Wie ben ik als ik de ander niet ken? Dat is de kernvraag van Wereldburgers van de Voorstreek, en in ruimere zin ook van Leeuwarden Culturele Hoofdstad 2018, dat als thema ‘Iepen Mienskip’ (‘open gemeenschap’) heeft. Hoe open zijn de inwoners en winkeliers van de Leeuwardense winkelstraat Voorstreek? Hoe zijn zij met elkaar verbonden? Vormen zij eigenlijk wel een gemeenschap? Vragen die door theatergezelschap Tryater samen met de cultuurredactie van de Leeuwarder Courant op bijzondere wijze zijn uitgewerkt.

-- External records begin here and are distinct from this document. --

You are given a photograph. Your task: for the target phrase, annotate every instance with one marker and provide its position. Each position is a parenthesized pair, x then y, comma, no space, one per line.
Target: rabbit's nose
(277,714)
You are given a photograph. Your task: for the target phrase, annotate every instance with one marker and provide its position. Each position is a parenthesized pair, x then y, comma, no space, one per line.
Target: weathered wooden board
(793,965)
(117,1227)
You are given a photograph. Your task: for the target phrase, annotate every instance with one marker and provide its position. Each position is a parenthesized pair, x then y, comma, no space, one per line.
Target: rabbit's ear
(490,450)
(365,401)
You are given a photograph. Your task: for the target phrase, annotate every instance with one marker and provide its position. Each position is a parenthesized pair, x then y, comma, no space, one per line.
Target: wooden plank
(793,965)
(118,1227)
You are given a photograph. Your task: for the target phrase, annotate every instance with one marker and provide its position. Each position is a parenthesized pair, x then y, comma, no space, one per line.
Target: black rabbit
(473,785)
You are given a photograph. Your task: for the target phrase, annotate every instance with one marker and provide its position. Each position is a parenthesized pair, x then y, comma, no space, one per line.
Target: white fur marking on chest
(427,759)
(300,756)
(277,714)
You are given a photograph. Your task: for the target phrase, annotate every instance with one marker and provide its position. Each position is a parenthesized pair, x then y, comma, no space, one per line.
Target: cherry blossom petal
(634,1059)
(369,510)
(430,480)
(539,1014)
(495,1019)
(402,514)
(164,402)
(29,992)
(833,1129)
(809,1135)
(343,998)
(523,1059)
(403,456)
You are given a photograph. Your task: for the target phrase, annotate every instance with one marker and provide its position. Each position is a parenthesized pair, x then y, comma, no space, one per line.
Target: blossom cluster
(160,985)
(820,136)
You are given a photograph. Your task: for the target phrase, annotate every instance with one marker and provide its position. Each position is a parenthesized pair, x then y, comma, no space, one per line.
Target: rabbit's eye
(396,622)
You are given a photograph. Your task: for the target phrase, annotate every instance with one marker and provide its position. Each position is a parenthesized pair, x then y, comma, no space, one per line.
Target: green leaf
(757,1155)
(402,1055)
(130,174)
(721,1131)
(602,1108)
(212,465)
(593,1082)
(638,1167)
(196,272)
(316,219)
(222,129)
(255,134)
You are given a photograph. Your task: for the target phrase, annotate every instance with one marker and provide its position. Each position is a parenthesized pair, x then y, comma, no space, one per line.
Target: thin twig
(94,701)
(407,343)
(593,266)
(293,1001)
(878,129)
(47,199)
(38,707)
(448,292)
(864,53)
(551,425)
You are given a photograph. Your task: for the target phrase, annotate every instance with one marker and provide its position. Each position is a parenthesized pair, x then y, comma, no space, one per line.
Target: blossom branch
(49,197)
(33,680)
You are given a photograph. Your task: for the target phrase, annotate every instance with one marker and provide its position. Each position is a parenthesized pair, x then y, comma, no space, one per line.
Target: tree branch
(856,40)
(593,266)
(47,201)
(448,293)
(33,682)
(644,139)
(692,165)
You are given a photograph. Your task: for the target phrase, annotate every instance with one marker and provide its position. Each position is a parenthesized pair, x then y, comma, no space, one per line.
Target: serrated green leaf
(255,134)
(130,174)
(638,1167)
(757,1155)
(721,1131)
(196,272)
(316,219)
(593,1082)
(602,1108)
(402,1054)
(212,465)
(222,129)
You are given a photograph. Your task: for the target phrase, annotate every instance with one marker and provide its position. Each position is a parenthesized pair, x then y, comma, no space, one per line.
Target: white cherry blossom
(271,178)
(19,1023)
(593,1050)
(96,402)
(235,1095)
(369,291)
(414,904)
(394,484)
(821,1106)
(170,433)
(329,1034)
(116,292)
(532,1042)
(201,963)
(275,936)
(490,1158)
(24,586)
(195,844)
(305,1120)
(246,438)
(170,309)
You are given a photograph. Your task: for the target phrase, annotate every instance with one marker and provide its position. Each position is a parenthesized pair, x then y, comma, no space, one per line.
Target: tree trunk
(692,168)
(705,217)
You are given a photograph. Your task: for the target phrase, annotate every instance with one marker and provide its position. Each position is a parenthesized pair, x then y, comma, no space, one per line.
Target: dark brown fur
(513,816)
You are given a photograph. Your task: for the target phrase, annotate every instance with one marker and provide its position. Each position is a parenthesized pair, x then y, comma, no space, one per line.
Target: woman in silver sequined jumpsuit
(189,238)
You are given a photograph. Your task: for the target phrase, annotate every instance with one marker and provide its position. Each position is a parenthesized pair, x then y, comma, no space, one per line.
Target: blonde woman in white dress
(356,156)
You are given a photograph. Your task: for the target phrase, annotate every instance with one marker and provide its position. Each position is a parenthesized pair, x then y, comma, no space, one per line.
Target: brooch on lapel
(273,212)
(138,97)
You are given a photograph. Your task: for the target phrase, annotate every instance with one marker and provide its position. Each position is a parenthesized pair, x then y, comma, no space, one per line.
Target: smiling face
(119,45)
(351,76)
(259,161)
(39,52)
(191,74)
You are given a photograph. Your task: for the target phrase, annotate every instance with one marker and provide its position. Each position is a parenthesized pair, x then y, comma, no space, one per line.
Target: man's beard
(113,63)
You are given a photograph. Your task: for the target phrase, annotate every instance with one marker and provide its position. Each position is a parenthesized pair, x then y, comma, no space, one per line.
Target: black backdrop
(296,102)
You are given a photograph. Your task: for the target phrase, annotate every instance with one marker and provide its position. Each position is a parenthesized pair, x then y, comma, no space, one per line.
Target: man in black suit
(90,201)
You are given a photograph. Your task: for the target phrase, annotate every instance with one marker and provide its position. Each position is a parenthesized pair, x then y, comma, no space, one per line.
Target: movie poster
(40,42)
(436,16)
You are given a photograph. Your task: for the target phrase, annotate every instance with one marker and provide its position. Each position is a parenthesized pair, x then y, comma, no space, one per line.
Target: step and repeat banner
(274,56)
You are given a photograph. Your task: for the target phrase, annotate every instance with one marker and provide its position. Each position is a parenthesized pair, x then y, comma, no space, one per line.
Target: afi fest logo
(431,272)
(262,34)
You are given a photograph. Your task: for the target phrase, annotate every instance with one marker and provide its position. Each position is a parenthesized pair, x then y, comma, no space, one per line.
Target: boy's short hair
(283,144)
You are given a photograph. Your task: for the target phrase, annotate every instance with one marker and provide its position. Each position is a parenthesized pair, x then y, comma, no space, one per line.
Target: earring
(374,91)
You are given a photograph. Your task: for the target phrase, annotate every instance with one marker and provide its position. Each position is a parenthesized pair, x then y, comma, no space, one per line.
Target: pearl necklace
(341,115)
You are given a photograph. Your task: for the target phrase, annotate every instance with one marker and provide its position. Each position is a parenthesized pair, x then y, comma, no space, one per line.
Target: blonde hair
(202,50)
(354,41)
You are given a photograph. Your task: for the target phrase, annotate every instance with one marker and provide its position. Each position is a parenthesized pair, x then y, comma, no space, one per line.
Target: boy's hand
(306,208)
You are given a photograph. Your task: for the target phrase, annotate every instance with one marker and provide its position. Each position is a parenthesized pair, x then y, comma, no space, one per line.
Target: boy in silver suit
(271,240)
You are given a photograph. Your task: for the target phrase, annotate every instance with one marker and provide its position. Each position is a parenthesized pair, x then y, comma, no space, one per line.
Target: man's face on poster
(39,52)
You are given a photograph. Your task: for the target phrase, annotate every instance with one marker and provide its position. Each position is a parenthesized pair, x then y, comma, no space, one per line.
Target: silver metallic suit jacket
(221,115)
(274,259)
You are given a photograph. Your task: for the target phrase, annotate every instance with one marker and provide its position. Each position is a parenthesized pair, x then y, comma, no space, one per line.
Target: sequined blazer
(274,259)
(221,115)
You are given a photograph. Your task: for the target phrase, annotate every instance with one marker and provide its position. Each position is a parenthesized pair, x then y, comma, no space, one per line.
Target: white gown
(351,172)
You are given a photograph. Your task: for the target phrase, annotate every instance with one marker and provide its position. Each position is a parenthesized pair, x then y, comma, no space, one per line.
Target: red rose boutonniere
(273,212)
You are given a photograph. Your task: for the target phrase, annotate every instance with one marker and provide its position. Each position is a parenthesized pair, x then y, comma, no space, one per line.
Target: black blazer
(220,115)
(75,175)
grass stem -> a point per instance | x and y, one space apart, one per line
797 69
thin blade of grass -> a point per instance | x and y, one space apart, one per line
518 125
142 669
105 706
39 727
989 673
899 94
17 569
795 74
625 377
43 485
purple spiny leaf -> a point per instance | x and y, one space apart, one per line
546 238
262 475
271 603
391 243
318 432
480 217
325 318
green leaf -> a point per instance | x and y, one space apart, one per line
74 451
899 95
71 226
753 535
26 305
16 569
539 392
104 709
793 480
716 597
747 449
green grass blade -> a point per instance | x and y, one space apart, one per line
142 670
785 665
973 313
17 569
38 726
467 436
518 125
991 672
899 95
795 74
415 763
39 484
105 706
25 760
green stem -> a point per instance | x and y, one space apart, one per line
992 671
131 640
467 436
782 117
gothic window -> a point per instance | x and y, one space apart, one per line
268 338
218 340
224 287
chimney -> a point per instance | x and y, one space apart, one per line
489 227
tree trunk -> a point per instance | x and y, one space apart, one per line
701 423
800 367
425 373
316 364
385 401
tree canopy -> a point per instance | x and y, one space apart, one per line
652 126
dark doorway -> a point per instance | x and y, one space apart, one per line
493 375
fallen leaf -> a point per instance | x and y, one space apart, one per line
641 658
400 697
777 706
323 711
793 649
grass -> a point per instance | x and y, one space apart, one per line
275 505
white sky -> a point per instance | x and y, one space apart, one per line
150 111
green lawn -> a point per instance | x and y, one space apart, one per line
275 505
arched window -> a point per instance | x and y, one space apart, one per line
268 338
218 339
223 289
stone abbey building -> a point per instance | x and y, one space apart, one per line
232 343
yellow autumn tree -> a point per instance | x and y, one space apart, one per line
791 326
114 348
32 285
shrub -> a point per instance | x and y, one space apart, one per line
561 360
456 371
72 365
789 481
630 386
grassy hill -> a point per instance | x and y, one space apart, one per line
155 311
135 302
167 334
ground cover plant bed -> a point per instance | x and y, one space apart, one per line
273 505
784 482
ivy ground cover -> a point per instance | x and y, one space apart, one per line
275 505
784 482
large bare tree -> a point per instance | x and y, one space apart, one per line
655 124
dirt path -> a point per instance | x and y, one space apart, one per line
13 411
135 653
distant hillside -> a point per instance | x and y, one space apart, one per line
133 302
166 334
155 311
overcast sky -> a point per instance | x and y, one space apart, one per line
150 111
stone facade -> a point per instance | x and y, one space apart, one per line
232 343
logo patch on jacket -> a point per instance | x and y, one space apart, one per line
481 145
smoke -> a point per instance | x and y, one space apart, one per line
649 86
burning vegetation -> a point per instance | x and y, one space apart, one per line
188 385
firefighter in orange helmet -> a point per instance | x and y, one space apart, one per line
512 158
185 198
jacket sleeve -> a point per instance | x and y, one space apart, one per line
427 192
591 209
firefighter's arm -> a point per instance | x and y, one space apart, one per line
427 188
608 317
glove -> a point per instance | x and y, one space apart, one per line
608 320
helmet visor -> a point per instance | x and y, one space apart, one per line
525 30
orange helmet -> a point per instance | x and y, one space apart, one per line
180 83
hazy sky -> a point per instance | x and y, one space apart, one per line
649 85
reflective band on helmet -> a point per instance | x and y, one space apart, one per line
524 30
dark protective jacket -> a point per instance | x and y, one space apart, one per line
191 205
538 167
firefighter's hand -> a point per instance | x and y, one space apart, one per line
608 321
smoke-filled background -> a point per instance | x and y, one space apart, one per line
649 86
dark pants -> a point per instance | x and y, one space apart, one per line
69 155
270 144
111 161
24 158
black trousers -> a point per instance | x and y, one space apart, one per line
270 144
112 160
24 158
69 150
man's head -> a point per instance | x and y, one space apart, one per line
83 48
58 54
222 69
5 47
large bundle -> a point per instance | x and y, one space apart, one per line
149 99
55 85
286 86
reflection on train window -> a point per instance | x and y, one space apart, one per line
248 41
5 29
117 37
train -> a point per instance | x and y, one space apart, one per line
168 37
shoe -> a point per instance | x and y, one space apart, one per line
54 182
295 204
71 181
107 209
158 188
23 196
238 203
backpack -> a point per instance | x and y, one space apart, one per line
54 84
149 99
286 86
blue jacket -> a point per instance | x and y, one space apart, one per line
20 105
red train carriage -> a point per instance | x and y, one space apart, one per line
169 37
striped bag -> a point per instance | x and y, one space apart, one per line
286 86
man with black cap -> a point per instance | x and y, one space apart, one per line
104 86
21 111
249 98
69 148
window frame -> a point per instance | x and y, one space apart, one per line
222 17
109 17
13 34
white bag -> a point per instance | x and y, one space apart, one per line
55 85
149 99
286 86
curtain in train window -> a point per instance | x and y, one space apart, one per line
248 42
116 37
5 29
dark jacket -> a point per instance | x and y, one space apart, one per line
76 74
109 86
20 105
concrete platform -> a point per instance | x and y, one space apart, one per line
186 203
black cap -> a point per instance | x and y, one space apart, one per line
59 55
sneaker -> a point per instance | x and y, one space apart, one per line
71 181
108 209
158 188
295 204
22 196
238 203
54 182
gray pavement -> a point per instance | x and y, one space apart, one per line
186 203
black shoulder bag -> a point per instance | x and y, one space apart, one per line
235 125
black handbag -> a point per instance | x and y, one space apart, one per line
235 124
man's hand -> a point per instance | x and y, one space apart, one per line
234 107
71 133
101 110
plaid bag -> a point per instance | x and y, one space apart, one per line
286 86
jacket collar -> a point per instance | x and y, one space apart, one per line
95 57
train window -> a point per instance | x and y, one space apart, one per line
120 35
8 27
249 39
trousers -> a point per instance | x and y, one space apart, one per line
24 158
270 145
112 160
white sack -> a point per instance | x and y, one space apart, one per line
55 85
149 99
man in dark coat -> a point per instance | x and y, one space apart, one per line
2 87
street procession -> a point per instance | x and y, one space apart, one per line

Het journalistieke deel resulteerde in een speciale krant met beschouwingen en verhalen van de winkeliers en een website met filmpjes en podcasts. Deze journalistieke teksten vormden op hun beurt de basis voor de voorstelling van regisseurs Ira Judkovskaja en Aukje Schaafsma, waarbij als in verbatim theater de teksten grotendeels letterlijk door drie acteurs worden gebracht, compleet met de accenten en dialecten van de straat.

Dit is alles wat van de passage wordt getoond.